Doreen Tracey, one of the nine original Mouseketeers on Disney’s Mickey Mouse Club who later starred in movies and TV, became the publicist for Frank Zappa and worked at Warner Bros, has died. She was 74. Tracey died Wednesday of pneumonia in Thousand Oaks, CA, after a two-year battle with cancer.
Tracey was born on April 3, 1943, in London to American vaudeville performers. The family returned to the U.S. soon after and her father opened a dance studio in Hollywood, where Doreen learned to sing and dance. At age 12 she landed a role on Mickey Mouse Club, the Disney variety series that first aired on ABC in 1955, weeks after Disneyland opened.
She was on the show its entire four-year run, in a group that included Annette Funicello (she later appeared on Funicello’s spinoff series Annette). The gig led to a role in Disney’s 1956 film Westward Ho the Wagons! that starred a pre-Daniel Boone Fess Parker. In the 1960s she had several TV guest-starring roles and also toured American military bases in South Vietnam and Thailand with her own act.

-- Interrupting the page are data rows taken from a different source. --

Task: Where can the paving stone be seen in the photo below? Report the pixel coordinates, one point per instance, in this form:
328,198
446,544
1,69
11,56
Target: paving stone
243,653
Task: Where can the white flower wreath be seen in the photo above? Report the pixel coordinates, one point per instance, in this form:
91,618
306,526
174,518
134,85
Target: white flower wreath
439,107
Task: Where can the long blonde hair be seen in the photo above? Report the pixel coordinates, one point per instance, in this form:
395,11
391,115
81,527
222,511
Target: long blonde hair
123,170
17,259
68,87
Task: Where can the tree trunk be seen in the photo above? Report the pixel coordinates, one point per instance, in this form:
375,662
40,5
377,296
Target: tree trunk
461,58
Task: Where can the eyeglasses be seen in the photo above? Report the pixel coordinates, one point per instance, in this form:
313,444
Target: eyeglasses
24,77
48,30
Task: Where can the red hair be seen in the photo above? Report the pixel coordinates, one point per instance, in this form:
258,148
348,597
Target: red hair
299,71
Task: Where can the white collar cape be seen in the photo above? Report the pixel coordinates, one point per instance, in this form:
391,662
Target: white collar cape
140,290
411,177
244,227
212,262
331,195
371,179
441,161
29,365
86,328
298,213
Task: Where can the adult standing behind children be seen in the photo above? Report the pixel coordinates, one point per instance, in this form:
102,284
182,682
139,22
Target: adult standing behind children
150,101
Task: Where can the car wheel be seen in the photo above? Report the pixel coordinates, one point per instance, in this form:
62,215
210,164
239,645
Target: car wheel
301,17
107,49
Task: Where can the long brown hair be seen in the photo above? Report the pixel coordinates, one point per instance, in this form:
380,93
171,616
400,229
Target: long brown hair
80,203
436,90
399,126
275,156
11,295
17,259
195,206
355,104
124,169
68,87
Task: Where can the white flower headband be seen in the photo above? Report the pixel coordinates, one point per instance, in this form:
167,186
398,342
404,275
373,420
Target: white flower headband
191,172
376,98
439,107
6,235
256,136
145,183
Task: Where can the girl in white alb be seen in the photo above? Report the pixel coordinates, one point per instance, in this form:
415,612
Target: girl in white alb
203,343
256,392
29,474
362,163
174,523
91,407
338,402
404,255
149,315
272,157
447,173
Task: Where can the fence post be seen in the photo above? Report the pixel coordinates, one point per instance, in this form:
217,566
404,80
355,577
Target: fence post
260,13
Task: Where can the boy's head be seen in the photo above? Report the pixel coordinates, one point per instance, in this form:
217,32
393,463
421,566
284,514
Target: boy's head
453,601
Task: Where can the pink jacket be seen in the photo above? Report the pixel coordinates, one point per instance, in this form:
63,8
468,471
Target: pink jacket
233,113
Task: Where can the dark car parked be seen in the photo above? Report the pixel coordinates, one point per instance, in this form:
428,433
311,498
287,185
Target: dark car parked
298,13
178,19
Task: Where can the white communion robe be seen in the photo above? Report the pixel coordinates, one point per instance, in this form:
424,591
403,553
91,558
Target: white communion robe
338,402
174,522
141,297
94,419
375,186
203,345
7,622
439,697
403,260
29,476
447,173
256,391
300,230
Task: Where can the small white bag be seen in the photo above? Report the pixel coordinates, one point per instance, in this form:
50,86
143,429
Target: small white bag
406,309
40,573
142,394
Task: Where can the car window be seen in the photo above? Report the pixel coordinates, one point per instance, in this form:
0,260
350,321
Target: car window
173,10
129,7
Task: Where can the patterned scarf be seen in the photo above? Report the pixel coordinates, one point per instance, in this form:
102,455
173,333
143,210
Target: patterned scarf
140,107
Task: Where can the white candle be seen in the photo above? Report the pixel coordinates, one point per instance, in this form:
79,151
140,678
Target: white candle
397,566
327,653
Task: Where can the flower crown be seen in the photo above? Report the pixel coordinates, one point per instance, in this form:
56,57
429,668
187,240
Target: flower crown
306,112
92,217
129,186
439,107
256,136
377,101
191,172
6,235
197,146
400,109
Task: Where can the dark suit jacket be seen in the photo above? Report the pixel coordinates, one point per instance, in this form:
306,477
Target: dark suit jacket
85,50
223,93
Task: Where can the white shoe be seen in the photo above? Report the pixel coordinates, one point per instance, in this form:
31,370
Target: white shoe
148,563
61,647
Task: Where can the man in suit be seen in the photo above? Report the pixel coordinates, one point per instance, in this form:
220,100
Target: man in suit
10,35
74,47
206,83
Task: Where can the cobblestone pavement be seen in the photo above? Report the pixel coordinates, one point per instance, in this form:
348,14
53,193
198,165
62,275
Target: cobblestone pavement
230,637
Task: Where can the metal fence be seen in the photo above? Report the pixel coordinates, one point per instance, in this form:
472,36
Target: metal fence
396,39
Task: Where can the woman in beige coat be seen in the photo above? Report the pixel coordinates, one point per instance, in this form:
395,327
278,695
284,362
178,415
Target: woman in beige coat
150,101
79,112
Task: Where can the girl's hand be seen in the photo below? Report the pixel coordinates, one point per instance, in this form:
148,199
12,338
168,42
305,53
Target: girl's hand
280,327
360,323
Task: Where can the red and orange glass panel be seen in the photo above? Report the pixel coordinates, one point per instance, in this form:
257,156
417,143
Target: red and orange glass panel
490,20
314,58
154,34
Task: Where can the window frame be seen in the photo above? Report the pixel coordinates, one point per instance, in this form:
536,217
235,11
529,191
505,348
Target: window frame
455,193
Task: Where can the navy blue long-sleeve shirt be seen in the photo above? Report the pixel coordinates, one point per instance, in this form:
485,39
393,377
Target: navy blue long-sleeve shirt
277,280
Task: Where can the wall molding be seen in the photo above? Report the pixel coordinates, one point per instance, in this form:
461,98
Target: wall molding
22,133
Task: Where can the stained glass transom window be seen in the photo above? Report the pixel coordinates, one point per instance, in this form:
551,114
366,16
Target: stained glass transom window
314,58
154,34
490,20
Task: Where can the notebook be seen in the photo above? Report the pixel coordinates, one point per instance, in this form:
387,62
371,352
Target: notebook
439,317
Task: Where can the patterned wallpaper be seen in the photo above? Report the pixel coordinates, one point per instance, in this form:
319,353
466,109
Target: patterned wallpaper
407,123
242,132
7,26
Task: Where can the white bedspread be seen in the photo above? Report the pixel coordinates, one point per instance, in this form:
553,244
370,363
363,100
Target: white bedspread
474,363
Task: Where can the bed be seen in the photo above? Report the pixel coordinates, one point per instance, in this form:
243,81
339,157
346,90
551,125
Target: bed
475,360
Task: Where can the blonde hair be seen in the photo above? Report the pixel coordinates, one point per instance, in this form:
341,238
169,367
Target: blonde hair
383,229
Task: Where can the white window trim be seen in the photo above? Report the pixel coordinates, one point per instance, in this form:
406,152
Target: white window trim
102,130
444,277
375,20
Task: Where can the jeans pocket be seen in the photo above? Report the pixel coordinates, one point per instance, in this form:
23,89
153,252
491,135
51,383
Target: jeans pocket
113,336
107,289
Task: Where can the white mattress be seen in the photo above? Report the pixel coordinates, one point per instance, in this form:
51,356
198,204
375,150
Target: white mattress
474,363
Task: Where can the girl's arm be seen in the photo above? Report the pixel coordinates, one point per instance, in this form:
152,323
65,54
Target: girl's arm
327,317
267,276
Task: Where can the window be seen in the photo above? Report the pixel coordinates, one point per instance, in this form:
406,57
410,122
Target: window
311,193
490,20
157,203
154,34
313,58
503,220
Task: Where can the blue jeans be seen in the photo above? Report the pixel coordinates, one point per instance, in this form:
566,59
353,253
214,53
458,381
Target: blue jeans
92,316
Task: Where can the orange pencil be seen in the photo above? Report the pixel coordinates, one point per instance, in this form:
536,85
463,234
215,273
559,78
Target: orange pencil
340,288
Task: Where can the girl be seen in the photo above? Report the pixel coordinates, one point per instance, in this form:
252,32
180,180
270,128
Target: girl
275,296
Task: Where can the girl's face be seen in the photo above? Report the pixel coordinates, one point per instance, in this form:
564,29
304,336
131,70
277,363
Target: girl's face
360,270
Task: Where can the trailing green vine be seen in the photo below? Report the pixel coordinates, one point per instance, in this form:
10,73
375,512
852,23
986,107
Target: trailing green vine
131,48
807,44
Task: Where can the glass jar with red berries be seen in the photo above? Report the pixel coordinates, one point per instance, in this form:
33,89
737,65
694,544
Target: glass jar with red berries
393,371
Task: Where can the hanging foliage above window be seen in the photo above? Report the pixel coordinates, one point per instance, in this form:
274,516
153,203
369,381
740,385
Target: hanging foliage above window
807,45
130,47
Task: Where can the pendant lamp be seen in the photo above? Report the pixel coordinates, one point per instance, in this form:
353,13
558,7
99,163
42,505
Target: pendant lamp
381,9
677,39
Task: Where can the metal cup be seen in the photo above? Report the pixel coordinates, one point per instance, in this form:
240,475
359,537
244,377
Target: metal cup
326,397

Later, Tracey became a publicist to Zappa and had a long career in administration at Warner Bros. But she remained close to her Disney roots, appearing at conventions and performing in reunion shows including the series’ 60th-anniversary celebration in 2015.
“Our Dodo, as we lovingly nicknamed her, always had a smile on her face,” fellow Mouseketeer Tommy Cole said. “She never failed to make us all feel good, and we will miss her.”
Tracey is survived by her son, Bradley; and grandchildren Gavin and Autumn.